American, (1896–1985)
Marguerite Wildenhain was an internationally renowned studio potter who influenced generations of ceramicists. Born in Lyons, France, of English, German, and Jewish descent, she briefly studied drawing and sculpture at the Berlin School of Fine and Applied Arts. Dissatisfied with school, Wildenhain left and designed ceramic wares for a porcelain company in Rudolstadt, Germany, where she was fascinated by the factory’s potters. In 1919, Wildenhain enrolled in the inaugural year of instruction at the legendary Bauhaus in nearby Weimar. She studied sculpture under master potters Gerhard Marcks (1889–1981) and Max Krehan (1875–1925), and after a seven-year apprenticeship-in-residence, she became the first woman in Germany to achieve master potter status.

In 1933, Marguerite and her husband Frans Wildenhain moved to Putten in the Netherlands and opened a pottery they named Het Kruikje, or The Little Jug.
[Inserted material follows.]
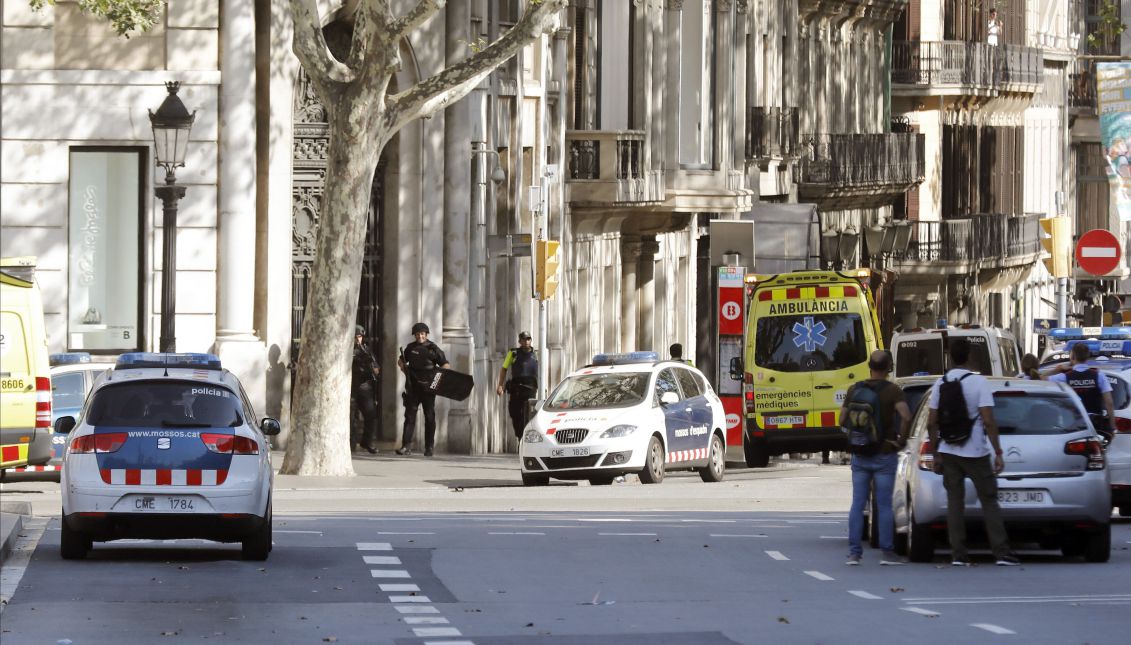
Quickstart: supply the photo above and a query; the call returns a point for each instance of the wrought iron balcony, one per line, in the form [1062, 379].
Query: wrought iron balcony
[606, 166]
[966, 67]
[773, 132]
When the German army invaded the Netherlands in 1940, she immigrated to the United States and taught at the California College of Arts and Crafts (now the California College of the Arts) in Oakland. Two years later, she was the first resident at Pond Farm, an art colony and refuge for European artists near Guerneville in the Russian River Valley of Northern California. While other émigré artists including metalworker Victor Ries (1907–2011) and weaver Trude Guermonprez (1910–76) joined Wildenhain, the collaborative dissolved during the 1950s. Marguerite Wildenhain continued at Pond Farm, where she made studio ceramics and held annual summer workshops, teaching select students to master wheel-thrown pottery.